ARC directory structure

/isa.investigation.xlsx
main investigation file (in XLSX format), contains top-level information about the investigation and links to studies and assays
/LICENSE
license file for the arc
/arc.cwl
(optional) executes all runs

Studies

All input material or (external) data resources are considered studies (immutable input data)

/assays/<yourStudyName>
folder for an essay, name is arbitrary
/assays/<yourStudyName>/resources
assay dataset
/assays/<yourStudyName>/protocols
assay protocol as text (e.g SOP)
/assays/<yourStudyName>/isa.study.xlsx
per-assay ISA file, contains only info about this assay (in XLSX format)

Assays

All measurement (self-generated) datasets are considered assays (immutable input data)

/assays/<yourAssayName>
folder for an essay, name is arbitrary
/assays/<yourAssayName>/dataset
assay dataset
/assays/<yourAssayName>/protocols
assay protocol as text (e.g SOP)
/assays/<yourAssayName>/isa.assay.xlsx
per-assay ISA file, contains only info about this assay (in XLSX format)

Workflows

All programmatic components of an ARC should go here, in the form of code and environment.

/workflows/<yourWorkflowName>/
folder for code and its environment (workflow specifications), contains all files needed to specify a workflow.

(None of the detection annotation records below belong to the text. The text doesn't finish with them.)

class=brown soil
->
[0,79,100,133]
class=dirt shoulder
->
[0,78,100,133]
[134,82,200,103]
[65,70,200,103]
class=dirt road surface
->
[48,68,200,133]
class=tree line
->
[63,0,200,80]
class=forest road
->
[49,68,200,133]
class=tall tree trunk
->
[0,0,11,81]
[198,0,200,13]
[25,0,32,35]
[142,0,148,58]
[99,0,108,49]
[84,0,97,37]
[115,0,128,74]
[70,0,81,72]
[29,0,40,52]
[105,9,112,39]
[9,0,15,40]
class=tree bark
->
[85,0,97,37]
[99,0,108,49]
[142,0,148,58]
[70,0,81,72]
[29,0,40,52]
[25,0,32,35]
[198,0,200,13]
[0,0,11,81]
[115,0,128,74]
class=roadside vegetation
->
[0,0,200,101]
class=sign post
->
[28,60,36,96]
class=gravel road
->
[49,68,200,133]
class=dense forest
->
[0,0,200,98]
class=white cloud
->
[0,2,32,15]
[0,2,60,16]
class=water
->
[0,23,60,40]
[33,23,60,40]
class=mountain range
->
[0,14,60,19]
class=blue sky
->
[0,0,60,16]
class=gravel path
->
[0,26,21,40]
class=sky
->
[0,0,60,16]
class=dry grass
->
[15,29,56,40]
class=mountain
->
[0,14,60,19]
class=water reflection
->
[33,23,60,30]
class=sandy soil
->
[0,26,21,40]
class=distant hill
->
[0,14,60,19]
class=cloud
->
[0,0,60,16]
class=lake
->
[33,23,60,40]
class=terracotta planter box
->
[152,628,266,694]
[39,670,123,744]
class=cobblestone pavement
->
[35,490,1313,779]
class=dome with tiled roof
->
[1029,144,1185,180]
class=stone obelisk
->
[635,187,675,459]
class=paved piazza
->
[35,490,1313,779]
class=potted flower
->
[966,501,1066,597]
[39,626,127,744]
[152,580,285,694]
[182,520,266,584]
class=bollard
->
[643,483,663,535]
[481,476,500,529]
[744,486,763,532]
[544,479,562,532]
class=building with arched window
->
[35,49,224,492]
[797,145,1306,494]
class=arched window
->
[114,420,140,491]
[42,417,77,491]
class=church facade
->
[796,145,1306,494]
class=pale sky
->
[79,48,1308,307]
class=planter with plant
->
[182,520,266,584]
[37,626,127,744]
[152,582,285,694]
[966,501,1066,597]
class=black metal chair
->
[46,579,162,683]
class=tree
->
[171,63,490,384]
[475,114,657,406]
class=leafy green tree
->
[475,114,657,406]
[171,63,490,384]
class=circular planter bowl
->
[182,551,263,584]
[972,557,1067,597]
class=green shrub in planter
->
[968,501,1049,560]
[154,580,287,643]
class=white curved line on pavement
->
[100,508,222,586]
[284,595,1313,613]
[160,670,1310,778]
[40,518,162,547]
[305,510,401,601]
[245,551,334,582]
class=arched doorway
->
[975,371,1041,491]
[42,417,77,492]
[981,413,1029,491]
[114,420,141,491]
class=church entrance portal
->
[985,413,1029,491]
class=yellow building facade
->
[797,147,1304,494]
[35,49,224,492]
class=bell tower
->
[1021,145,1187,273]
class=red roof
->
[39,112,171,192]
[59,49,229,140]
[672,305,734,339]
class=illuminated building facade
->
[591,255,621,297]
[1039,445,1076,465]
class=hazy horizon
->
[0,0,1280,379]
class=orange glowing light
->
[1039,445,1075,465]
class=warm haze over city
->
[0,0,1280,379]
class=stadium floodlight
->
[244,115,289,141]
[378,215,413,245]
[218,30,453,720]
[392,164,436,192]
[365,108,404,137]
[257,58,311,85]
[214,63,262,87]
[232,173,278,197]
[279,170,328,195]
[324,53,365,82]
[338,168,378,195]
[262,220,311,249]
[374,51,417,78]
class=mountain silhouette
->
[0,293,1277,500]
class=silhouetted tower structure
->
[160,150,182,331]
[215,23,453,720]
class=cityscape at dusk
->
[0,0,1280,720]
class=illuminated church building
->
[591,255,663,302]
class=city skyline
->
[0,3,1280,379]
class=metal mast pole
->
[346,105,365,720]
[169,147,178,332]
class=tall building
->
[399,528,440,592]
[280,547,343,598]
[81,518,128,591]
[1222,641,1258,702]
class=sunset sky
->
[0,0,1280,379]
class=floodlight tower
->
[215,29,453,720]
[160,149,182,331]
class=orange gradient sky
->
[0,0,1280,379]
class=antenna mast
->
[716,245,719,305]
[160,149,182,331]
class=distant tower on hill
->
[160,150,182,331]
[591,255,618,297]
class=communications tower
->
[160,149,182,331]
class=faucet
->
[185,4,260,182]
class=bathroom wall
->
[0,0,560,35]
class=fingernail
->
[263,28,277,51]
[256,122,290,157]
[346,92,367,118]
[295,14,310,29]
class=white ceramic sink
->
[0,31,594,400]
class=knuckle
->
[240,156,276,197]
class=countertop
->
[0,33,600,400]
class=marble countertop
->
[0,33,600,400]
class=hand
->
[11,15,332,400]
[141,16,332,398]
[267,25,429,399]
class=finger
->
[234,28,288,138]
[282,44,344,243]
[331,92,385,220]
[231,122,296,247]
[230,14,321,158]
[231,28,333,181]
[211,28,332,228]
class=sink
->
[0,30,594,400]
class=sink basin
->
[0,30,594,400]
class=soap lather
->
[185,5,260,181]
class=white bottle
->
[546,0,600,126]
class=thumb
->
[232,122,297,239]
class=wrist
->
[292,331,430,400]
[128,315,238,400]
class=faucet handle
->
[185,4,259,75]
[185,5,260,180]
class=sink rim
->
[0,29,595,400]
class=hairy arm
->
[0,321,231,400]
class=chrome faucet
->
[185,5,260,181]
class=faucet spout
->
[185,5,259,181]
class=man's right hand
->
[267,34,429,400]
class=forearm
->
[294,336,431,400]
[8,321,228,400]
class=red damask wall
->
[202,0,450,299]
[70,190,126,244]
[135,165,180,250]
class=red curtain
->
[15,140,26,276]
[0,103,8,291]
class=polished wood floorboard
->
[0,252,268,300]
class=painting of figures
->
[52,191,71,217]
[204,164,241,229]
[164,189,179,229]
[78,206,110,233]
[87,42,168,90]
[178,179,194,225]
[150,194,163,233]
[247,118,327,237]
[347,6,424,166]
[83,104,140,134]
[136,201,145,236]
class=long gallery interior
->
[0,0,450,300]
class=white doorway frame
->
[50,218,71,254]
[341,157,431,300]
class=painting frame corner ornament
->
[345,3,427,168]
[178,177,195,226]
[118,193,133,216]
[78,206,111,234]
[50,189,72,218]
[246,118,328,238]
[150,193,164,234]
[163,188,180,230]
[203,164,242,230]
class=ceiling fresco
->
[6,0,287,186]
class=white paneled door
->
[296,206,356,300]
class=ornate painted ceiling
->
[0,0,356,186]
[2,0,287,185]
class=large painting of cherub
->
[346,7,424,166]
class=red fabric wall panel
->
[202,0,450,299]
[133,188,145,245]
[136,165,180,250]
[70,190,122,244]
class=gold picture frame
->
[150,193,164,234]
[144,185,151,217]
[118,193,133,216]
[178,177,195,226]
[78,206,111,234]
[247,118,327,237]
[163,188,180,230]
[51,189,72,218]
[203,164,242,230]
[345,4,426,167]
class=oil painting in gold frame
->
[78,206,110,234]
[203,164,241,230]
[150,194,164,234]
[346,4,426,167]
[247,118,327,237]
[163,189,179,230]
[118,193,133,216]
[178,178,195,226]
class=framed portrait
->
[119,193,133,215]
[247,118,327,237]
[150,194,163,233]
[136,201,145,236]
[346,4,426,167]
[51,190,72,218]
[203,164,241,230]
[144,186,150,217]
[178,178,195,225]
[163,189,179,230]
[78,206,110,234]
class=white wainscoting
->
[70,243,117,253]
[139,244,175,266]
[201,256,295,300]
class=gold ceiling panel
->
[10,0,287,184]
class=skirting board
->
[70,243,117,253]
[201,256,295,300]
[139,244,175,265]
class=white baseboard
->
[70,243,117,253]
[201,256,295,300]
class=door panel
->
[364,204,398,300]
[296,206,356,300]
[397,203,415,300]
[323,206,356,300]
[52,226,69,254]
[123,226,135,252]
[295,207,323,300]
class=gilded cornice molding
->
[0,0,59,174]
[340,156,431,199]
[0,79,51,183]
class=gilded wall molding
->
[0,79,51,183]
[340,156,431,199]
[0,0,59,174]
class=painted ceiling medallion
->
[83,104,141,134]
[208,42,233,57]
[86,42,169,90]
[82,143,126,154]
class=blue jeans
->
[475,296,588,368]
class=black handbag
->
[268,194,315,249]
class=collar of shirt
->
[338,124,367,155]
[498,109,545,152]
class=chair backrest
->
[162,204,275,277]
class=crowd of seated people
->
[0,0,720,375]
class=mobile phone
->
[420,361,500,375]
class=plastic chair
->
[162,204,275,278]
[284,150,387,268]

Also packages and other includes needed should go here.
/workflows/<yourWorkflowName>/Dockerfile
top-level Dockerfile [optional] in which all code/workflow should execute
/workflows/<yourWorkflowName>/[codefiles;...]
code files/scripts for computation

Runs

Runs are all artifacts that result by computation from studies, assays or other runs.

/runs/<yourRunResultName>
folder for results of your run aka. workflow execution
/runs/<yourRunResultName>/[files;...]
run result files (plots, tables, etc.)
/runs/<yourRunResultName>.cwl
executes a script or workflow and produces run results accordingly.